4) The event selection on page 4 is far too flimsy for my taste: Fiducial selection criteria are only specified for jets. What about the leptons? Presumably there would have to be an ATLAS-like lepton selection if you’re using the Delphes ATLAS card? Can you please state which charged lepton flavours you even consider? Can you also clarify whether the same fiducial selection is applied at both parton level and detector level?

-> We now specify that we are using electrons, and we are applying the fiducial cuts at the detector level. The selection is meant to start flimsy, since we are beefing it up quite a bit later.

5) On page 2, the acronym "GAN" is being introduced as "generative network", which then makes it a noun and so grammar aficionados will find the sentences where the acronym is being used as a verb somewhat painful to read ("we [generative network] only part of the phase space" for instance).

-> We are aware of this, but we trust the authors to understand this definition. We devoted a detailed footnote to the topic in an earlier paper, but did not want to just copy it over.

Login to report

Comments

Andy Buckley on 2020-01-18 [id 713]

Category:

remark

objection

suggestion for further work

I read this with interest, although did not have the time to do so in full detail and hence this is an informal comment rather than official review report. It's technically rather nice, although I was under the impression that unfolding has been attempted and achieved with ML methods several times before, and it would be good to highlight the distinctions of this version.

It would also be good to engage with the physics and the fundamental statistics of event calculation and detector interaction. The claim to unfold to parton level will ring alarm bells for many who note that the degrees of freedom at parton level in an event generator record are usually not 100% physical, and so any such extraction will unavoidably bear biases from calculation schemes, as well as any semi-arbitrary choices in how a given generator represents its intermediate stages. A more careful choice of unfolding target would be a safely reconstructed event topology from final-state objects, avoiding the physical-ambiguity implications of a parton-level target. The hadronization process is usually recognised as the level that unfolding should not attempt to extrapolate beyond, the decay and detector interaction stages following it being regarded as sufficiently classical to be safe (as opposed to the QM dynamics of the partonic bit that precedes it). Maybe this is all known and the parton level used for convenience despite its issues -- which seems a trivial reason to introduce a whole avenue of criticism --but if so then please make the straw-man nature of the target clear in the text.

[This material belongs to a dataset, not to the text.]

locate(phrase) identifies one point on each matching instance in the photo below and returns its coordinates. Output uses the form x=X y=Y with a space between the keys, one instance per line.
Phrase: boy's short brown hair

Of course, using final-state MC observables still introduces model dependence via the generator (which, by the way, isn't clearly specified beyond "using MadGraph5" -- with merging? how many extra partons? what parton shower and tune?) and the detector model. In practice, neither is a perfect match to data to be unfolded, and most time spent on unfolding goes into assessing non-closures due to model variations, rather than the estimation of a migration matrix that is the equivalent of the method discussed here. It seems like GANs could potentially help with parametrising systematics, too, but these issues at least need to be acknowledge if not actually addressed.

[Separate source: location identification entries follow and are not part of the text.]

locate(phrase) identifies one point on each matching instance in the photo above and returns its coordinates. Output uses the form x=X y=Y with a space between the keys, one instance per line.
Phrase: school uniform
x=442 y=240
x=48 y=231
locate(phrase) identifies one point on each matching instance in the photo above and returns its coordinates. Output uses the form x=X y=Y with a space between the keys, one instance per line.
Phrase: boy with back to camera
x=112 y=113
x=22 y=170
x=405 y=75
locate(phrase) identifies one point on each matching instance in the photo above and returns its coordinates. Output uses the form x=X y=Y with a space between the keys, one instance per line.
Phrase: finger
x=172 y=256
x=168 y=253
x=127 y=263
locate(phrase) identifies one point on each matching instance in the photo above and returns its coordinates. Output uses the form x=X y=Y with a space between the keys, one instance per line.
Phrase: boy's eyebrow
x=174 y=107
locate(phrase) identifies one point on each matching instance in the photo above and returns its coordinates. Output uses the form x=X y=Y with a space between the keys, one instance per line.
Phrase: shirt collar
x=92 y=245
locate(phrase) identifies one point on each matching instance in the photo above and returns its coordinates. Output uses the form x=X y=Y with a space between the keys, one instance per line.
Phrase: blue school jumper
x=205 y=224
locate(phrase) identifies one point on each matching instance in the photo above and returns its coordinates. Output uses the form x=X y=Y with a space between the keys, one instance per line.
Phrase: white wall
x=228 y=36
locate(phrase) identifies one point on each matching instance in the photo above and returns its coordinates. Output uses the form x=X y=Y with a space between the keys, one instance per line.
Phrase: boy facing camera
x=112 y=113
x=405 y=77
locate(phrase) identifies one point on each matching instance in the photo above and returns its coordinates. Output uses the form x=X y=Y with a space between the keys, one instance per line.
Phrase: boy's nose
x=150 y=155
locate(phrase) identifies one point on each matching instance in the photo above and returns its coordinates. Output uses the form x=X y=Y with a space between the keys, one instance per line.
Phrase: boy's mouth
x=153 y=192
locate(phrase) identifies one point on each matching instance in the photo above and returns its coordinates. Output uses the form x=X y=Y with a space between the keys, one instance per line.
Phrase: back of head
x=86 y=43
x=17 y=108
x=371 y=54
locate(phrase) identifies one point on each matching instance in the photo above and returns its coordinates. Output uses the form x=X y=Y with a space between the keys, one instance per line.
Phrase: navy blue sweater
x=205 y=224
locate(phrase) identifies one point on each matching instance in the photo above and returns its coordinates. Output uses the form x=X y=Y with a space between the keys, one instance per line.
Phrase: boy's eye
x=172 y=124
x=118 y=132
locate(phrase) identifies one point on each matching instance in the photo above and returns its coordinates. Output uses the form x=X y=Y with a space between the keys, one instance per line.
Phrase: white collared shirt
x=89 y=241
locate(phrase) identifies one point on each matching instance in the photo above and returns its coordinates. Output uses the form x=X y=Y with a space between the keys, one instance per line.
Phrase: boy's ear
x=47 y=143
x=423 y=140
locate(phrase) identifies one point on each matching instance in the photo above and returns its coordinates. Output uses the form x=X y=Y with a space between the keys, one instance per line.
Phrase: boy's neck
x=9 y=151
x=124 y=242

Finally, it seems that the GAN approach generates distributions that "look right", which is fine probabilistically... indeed to my mind it would be better to explicitly generate hundreds or thousands of GAN events per reco event, to map its likelihood distribution. But a single mapping of reco to truth event through the GAN is not "the answer" -- in general such a thing cannot be known by any method, even without the "parton level" issue. Maybe it represents the maximum-likelihood truth configuration for that reco event, or is just a single sample from the conditional likelihood distribution? Since there is room for confusion here, and potentially for calamity if a one-for-one GANning of reco events were attempted in a low-stats search region, it would be good also to discuss this "philosophical" issue of what unfolding means in the context of your method.